Re: [PATCH] Revert "x86/fpu: Refine and simplify the magic number check during signal return"
From: Andrei Vagin
Date: Wed Apr 29 2026 - 12:44:46 EST
On Wed, Apr 29, 2026 at 12:27 AM Chang S. Bae <chang.seok.bae@xxxxxxxxx> wrote:
>
> On 4/28/2026 5:06 PM, Andrei Vagin wrote:
> >
> > The reverted commit broke applications that construct signal frames in
> > userspace (such as CRIU and gVisor) if the frame's xstate size is
> > smaller than the kernel's fpstate->user_size.
>
> In the extended state area, the sigframe embeds the hardware-defined
> XSAVE format. If CPU A and CPU B support different XSTATE features, the
> layout (size and offsets) differ across systems. However, within a
> system, the layout is invariant. Userspace can query CPUID to obtain the
> exact offset and sizes, which effectively defines the ABI.
>
> On top of the XSAVE data, the kernel appends metadata (e.g. the xstate
> size and magic values). In particular fpstate->user_size is written by
> save_sw_bytes() at signal delivery. On sigreturn, the kernel validates
> this, which is a symmetric and straightforward check.
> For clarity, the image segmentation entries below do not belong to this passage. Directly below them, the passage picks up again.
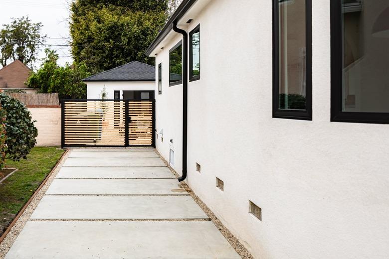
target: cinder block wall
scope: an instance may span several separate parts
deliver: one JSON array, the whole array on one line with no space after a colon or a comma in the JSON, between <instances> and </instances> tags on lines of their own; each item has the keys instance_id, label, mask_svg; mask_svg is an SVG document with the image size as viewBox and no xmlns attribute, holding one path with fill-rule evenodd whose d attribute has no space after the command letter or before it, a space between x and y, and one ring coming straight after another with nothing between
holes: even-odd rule
<instances>
[{"instance_id":1,"label":"cinder block wall","mask_svg":"<svg viewBox=\"0 0 389 259\"><path fill-rule=\"evenodd\" d=\"M38 129L37 146L61 145L61 108L28 108Z\"/></svg>"}]
</instances>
First of all, the reverted change broke backward compatibility for
user-space. There are at least two projects (gVisor and CRIU) that
worked correctly before this change. With the reverted commit, they
run into silent memory corruption. We usually try to avoid breaking
user-space like this without strong justification.
As for layout compatibility, in most cases CPU A (older) and CPU B
(newer) have compatible XSAVE layouts in terms of saving states on A
and restoring them on B. CPU B may feature new extended hardware
states, but the layout for previously supported components remains
the same. CRIU relies on this fact to allow users to migrate
processes from older to newer CPUs. CRIU can check whether
XSAVE states align across machines.
>
> Because the format is hardware-defined, arbitrary size mismatches should
> not be allowed. The sigframe should match the CPU-defined XSAVE layout.
> So the change in fact strengthens the sanity check.
>
> > Furthermore, this introduces a critical issue for checkpoint/restore
> > tools like CRIU. If a process is checkpointed while inside a signal
> > handler, its stack contains a signal frame formatted according to the
> > source host's xstate capabilities. If that process is later restored on
> > a destination host with larger xstate capabilities (e.g., a newer CPU
> > with more features enabled, resulting in a larger fpstate->user_size),
> > the kernel will look for FP_XSTATE_MAGIC2 at the destination host's
> > larger user_size offset instead of the offset encoded in the frame's
> > fx_sw->xstate_size. This causes the magic2 check to fail, forcing
> > sigreturn to silently fall back to "FX-only" mode.
>
> It seems that userspace could translate the XSAVE buffer from CPU A's
> format to CPU B's format during restore. If so, the frame can be
> consistent with the destination system without modifying
> fx_sw->xstate_size, and the kernel-side validation would continue to
> work as intended.
When checkpointing a process, CRIU cannot determine whether it is
currently executing within a signal handler, and it cannot find
signal frames on a user stack. In fact, there could be multiple
nested signal frames stacked on top of each other if a process
triggered additional signals while executing in an earlier handler.
Even if CRIU were somehow able to locate these frames, extending
them would be impossible. The target application stack is not
under our control, and other user stack data or local variables
reside immediately after the frame.
Thanks,
Andrei